Privacy-focused browser, Brave announced a joint collaboration with Solana [SOL] at an ongoing four-day conference dubbed Breakpoint in Lisbon, Portugal. Chiel Exec and co-founder, Brendan Eich of Brave, along with Anatoly Yakovenko, CEO and founder of Solana Labs, outlined their intention to enhance wallet features across all versions of the browser for a better user experience.
The integration will facilitate support to Brave’s 42 million active users and 1.3 million creators, making it the default browser to the layer 1 blockchain for all cross-chain activities and decentralized applications [DApps] support. Speaking more on the partnership, Eich expressed hope that the joint collaboration would help provide better accessibility and enable more and more users to utilize their applications as well as other tokens.
On the same line, Yakovenko of Solana said,
“For billions of people, the mobile web will be their gateway to Web3. Deep integration with browsers is key to helping DApps build the best web experiences. Brave’s announcement of Solana wallet support across all versions of their browsers is an important step to onboard the next billion users to Solana.”

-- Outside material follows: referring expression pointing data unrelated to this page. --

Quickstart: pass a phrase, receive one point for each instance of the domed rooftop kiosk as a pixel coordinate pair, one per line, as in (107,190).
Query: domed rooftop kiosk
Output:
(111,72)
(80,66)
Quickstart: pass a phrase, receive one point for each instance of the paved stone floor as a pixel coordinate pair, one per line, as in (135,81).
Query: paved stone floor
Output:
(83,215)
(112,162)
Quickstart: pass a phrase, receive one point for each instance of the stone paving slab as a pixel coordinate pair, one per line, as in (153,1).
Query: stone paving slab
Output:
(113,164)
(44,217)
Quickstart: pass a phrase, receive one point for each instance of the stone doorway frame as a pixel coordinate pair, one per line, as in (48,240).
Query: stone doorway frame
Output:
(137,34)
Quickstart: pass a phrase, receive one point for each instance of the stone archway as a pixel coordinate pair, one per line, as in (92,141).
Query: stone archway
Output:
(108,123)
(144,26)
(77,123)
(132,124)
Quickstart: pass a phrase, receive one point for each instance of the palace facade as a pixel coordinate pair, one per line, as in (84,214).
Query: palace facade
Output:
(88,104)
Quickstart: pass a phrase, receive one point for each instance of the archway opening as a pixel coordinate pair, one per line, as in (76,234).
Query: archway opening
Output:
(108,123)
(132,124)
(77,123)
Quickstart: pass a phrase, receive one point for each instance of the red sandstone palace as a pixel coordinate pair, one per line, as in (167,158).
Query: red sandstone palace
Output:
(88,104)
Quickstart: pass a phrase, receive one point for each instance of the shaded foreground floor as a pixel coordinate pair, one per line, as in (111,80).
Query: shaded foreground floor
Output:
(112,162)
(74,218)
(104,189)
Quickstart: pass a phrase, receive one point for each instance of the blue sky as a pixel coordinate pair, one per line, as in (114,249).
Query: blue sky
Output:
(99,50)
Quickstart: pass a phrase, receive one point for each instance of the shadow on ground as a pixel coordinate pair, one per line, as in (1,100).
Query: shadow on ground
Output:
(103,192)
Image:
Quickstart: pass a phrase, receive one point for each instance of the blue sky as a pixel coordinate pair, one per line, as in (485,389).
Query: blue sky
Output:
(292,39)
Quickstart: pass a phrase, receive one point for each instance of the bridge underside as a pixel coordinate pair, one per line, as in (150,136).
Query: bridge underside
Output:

The latest news is significant after SOL attained the coveted top four cryptocurrencies by market cap after flipping Tether [USDT], the world’s largest stablecoin, and hitting a new all-time high close to $260, two days ago.
Brave and Solana’s key takeaways
The announcement also mentions some key outcomes with regards to the alliance such as the implementation of the Themis protocol, an important development on BAT 2.0 infrastructure, created by the browser on the Solana Network. Apart from that, the joint partnership would also facilitate the SOL DEX aggregator for seamless swaps, nonfungible tokens [NFT] support, dispatching tokens, and accounts creation.
According to the blog post, the Solana blockchain’s ability to scale up transactions would not only help provide seamless and faster adoption of decentralized finance [DeFi] and Web3 but also cut down costs for users, compared to Ethereum. Just a few days ago, Brave had replaced the tech giant Google with its own curated search engine called Brave Search. The policy of setting its own search engine as the browser default had become a key ‘ focus of antitrust scrutiny ‘.